Отношения Хоффы с мафией напоминали улицу с двусторонним движением. Они помогали Хоффе выигрывать профсоюзные контракты и даже выручали его из некоторых личных неприятностей. Порой и Хот-Спрингс здесь играл определенную роль. По рекомендации Горбатого Хамфриса и Ральфа Пирса, чикагских мафиози, Хоффа нанял сенатора штата Хот-Спрингс К. Байрума Херста в качестве одного из своих адвокатов на судебный процесс по делу о взяточничестве. В распоряжении Хоффы уже имелась целая группа высокооплачиваемых адвокатов, но Херст с детства дружил с А. Д. Шелтоном, городским прокурором Хот-Спрингса, оказавшимся братом судьи, ведущей дело Хоффы. За день до начала суда Херст организовал приезд А. Д. Шелтона в Вашингтон, округ Колумбия, чтобы тот мог с глазу на глаз встретиться с сестрой. Несмотря на горы улик против него, включая показания того самого человека, которого он подкупил, с Хоффы сняли все обвинения. И Херст не взял с Хоффы ни цента.

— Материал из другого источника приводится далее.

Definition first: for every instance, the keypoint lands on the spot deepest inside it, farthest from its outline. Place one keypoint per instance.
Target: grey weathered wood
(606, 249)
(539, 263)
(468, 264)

ТЕМ ЛЕТОМ ВЛИЯНИЕ Хоффы, особенно в Лас-Вегасе, переживало свой расцвет. Джон Дрю, с одной стороны, являлся своим человеком для Чикагского синдиката (это означало, что он занимался законной стороной бизнеса для них), а с другой – в то же время был очень важной птицей в Вегасе. Дрю когда-то принадлежала доля в «Пайнс», еще в Хот-Спрингсе, пока игорное сообщество не выдворило его из города. Таким образом, в Вегасе Дэйну грозила определенная опасность: ведь здесь споры решались насильственным путем, а джентльменистые гангстеры типа Оуни казались чудными и старомодными, как Банный коридор с его претензиями на целебные воды.

Наблюдателем от Чикагского синдиката в Вегасе считался Маршалл Каифано: его зона ответственности – бизнес менее чем законный. Будучи одним из самых известных наемных убийц в городе, дела он вел своим собственным уникальным способом. Ходили слухи, что он пытал своих «клиентов» паяльной лампой. Когда «Ривьера» начала терять миллионы долларов, мафия заподозрила в воровстве менеджера Гаса Гринбаума. Каифано решил вопрос: он отрезал Гринбауму голову, затем прошел в соседнюю комнату и перерезал горло жене Гаса, застелив пол газетами, чтобы кровь не запачкала ковер.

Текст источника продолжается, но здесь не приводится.